Before getting too outraged at her behavior, it is good to remember the aphorism "you can't cheat an honest man". All of the couples had baby-stealing as their objective. Glenn Sacks points out that nowhere in the article is there mention of the father, who deserved primary rights to the baby after the mother relinquished custody. A curious sidebar is that the high levels of confidentiality customary in the adoption business facilitate this kind of scam.
Detroit News Online
February 13, 2007
One baby, 4 adoptive couples
Wyandotte woman charged with felony; police say she used pregnancy to scam money from 3 families.
Iveory Perkins and Oralandar Brand-Williams / The Detroit News
WYANDOTTE -- A 33-year-old woman is accused of using her then-unborn baby to scam money from three unsuspecting couples eager to adopt her child, authorities say.

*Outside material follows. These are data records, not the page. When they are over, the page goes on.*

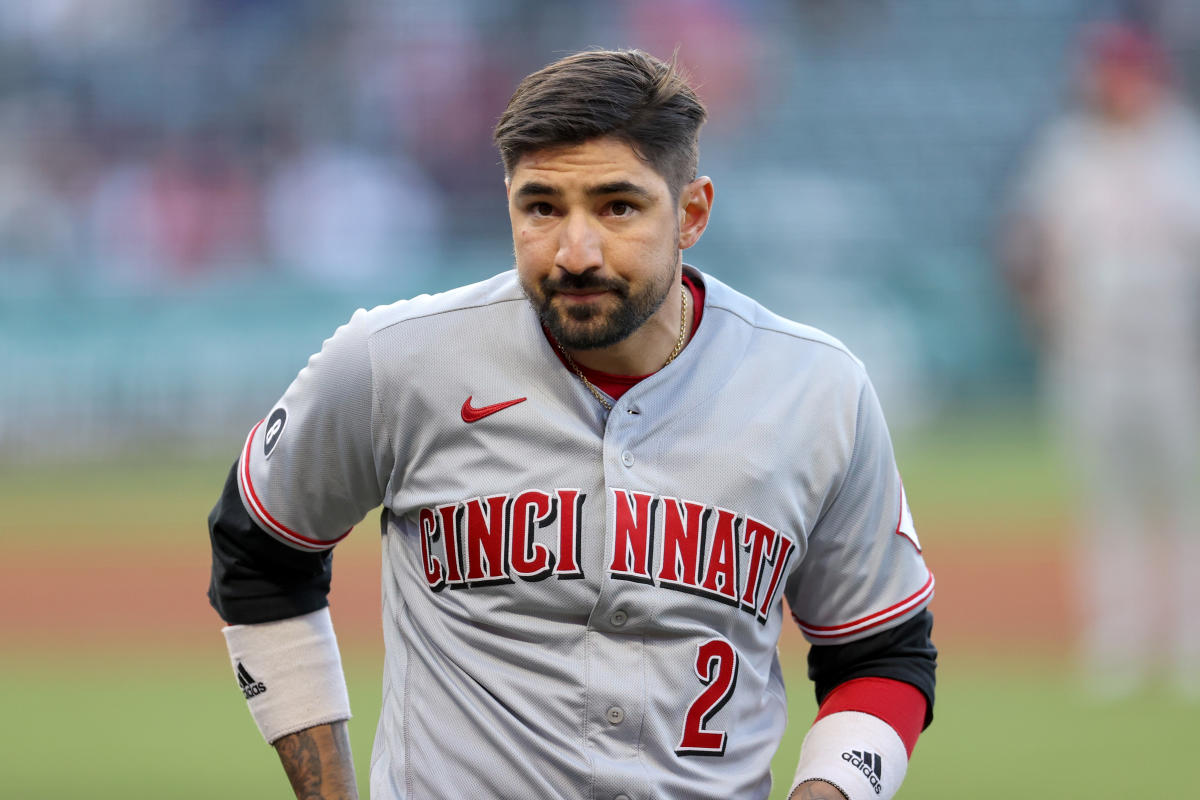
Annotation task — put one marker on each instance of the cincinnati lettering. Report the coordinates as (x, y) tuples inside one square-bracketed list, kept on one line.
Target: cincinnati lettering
[(669, 542), (700, 549), (491, 540)]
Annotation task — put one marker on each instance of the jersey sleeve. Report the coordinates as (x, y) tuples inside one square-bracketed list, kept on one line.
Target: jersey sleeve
[(310, 470), (862, 571)]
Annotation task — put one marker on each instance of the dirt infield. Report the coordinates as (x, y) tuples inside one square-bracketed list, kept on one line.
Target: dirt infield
[(988, 595)]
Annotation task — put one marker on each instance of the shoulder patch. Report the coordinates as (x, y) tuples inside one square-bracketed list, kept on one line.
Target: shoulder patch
[(275, 425)]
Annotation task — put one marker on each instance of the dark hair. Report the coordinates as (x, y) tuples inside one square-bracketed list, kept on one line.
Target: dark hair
[(624, 94)]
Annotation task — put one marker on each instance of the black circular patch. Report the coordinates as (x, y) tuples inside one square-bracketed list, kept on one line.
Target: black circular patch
[(274, 429)]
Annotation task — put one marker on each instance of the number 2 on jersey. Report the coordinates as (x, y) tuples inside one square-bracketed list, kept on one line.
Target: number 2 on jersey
[(717, 666)]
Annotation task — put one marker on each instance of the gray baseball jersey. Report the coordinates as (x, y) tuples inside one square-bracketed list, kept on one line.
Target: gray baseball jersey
[(581, 602)]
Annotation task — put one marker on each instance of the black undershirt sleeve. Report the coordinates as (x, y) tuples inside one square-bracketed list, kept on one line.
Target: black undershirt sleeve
[(904, 653), (256, 578)]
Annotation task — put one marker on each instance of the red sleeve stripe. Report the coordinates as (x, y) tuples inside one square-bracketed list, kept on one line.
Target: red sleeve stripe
[(873, 620), (263, 516), (900, 704)]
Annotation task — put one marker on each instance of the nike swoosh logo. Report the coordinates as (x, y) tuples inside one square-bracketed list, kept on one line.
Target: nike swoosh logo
[(472, 414)]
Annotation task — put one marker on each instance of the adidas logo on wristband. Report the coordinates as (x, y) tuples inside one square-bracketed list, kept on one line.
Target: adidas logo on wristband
[(869, 764), (250, 687)]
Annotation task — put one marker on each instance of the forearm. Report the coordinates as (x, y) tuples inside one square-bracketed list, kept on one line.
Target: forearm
[(816, 791), (318, 763)]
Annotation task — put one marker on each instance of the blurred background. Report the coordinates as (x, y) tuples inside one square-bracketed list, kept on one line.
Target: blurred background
[(195, 193)]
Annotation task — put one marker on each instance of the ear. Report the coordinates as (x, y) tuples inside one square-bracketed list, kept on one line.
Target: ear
[(695, 206)]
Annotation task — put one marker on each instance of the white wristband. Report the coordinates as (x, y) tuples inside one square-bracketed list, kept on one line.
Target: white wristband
[(289, 672), (857, 752)]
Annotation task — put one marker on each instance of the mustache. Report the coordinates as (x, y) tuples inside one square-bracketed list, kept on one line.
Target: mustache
[(585, 282)]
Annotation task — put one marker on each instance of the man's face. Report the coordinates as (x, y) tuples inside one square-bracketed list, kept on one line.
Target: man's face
[(597, 239)]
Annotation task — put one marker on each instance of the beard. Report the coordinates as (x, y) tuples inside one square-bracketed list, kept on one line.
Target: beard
[(599, 325)]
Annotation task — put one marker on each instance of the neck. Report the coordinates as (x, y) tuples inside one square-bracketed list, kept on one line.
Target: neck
[(647, 348)]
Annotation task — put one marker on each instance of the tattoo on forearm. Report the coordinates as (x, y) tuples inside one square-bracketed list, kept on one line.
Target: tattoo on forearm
[(318, 763), (817, 792), (301, 761)]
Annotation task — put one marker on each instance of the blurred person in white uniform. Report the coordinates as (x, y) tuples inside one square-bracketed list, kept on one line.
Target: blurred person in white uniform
[(1104, 251)]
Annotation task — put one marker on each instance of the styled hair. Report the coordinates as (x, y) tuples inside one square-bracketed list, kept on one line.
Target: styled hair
[(624, 94)]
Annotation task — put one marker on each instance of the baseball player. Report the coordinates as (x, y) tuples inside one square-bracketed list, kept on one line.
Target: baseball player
[(601, 475)]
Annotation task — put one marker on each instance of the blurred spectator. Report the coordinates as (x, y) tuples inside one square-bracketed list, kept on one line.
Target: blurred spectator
[(341, 216), (1104, 251)]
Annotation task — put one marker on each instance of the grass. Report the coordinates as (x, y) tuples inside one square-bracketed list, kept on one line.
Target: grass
[(168, 726), (166, 723), (990, 467)]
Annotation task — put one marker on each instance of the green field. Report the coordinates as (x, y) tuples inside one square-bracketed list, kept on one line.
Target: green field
[(147, 726), (148, 721)]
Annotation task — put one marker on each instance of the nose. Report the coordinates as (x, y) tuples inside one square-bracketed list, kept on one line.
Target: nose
[(579, 245)]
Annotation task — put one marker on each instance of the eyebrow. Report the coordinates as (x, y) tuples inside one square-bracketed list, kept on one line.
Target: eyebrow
[(534, 188)]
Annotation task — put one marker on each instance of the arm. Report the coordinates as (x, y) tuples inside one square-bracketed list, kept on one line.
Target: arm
[(318, 763), (876, 695), (258, 581), (816, 791)]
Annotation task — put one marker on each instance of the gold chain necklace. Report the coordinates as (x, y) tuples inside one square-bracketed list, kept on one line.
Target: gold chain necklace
[(675, 352)]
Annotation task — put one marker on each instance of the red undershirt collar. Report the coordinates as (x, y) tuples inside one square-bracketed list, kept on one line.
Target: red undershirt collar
[(617, 385)]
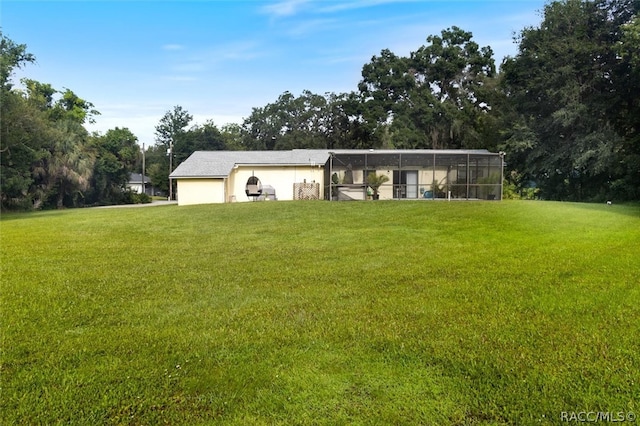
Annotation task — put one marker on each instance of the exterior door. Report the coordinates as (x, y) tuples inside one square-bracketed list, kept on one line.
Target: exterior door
[(412, 184)]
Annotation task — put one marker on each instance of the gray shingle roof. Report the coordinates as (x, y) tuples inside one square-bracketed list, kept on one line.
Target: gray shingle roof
[(220, 163)]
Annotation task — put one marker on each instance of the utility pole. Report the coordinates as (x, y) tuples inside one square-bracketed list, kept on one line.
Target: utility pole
[(170, 154), (144, 186)]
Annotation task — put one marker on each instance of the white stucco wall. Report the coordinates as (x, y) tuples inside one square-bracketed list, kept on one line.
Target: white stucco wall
[(281, 178), (200, 191)]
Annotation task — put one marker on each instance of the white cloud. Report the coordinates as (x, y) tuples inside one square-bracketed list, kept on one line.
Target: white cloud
[(284, 8), (172, 47)]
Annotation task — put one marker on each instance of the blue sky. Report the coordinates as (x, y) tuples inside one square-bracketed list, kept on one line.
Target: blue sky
[(135, 60)]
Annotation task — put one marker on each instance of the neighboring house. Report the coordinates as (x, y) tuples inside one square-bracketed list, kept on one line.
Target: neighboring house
[(235, 176), (138, 185)]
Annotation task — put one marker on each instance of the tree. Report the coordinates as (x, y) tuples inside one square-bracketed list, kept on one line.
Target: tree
[(64, 174), (169, 135), (567, 85), (434, 98), (12, 56), (116, 153), (19, 126)]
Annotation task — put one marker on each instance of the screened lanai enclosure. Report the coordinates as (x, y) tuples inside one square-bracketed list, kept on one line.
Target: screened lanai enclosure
[(414, 174)]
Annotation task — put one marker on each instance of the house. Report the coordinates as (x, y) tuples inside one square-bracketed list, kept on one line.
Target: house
[(237, 176), (139, 183)]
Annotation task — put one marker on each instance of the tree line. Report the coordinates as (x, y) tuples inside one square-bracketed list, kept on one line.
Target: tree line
[(565, 110)]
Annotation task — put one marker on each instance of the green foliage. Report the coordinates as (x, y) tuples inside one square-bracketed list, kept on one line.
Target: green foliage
[(131, 197), (575, 96), (434, 98), (12, 56), (375, 181), (459, 313), (116, 153)]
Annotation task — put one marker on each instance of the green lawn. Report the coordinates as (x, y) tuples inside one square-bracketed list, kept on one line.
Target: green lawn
[(285, 313)]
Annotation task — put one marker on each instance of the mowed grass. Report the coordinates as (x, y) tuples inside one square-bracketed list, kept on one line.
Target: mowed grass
[(320, 313)]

Heather Roshelle Collins of Wyandotte allegedly made arrangements with four adoption agencies to receive money for her living expenses in exchange for giving up her child to one of their clients.
The problem was that there was only one child and four couples who planned on adopting the baby.
Collins was charged Monday with two counts of obtaining money in excess of $1,000 under false pretenses. She faces up to five years in prison on the felony charges.
"Using an unborn baby to defraud parents is despicable," said Attorney General Mike Cox in a statement. "My office will bring the full weight of the law to bear in this case."
Authorities claim money was the primary motive for Collins' actions. The prospective adoptive couples allegedly paid Collins' rent, car payments, cell phone bills and other living expenses.
Cox said Collins was sending her bills to all the couples and often being paid twice for the same expense. Authorities haven't disclosed how much money the couples paid out.
One of the prospective adoptive moms, Christina, 37, who lives in Metro Detroit but did not want her last name or city identified, said she and her husband were duped by Collins' "lies upon lies."
She said Collins' strategy appeared to be to string them along from August to October when, "in reality, she had the baby five days after we met up."
"She strung us along," said Christina. "She played us."
The couple paid Collins $3,000, plus $3,000 to the adoption agency, Christina said. They met Collins through a Dearborn-based adoption agency.
"We were paying her rent for a couple of months as well as a large utility bill."
In December, they adopted an infant. "It still doesn't take the sting out of being victimized," she said. "I just don't want (Collins) to walk away unpunished and have a good laugh on us."
Privacy laws that protect adopted children and their families prevent adoption agencies from sharing information with one another, said Matt Frendeway, a spokesman for the Attorney General's Office.
"We found no evidence that the agencies were involved in any fraud," Frendeway said. "Adoption agencies don't have the ability to communicate back and forth."
Collins ultimately gave up her child to another couple, but allegedly continued to accept money from the other three couples.
Michigan State Police officers arrested Collins at her home Monday. She was arraigned in 27th District Court before Judge Randy Kalmbach. Her bond was set at $20,000, and a preliminary exam is set for Feb. 22.
"This case of fraud is particularly devastating because it victimized families who desired nothing more than to welcome a child into their home," said Michigan State Police Director Peter Munoz.
Anna Layne has never met Collins, but has received a lot of knocks on her door recently from people seeking her.
Layne lives in the home that Collins rented out two years ago.
"I have people coming to my house looking for her, the police have been here for her and three guys knocked on my door recently asking for her," Layne said. "I don't know where she is."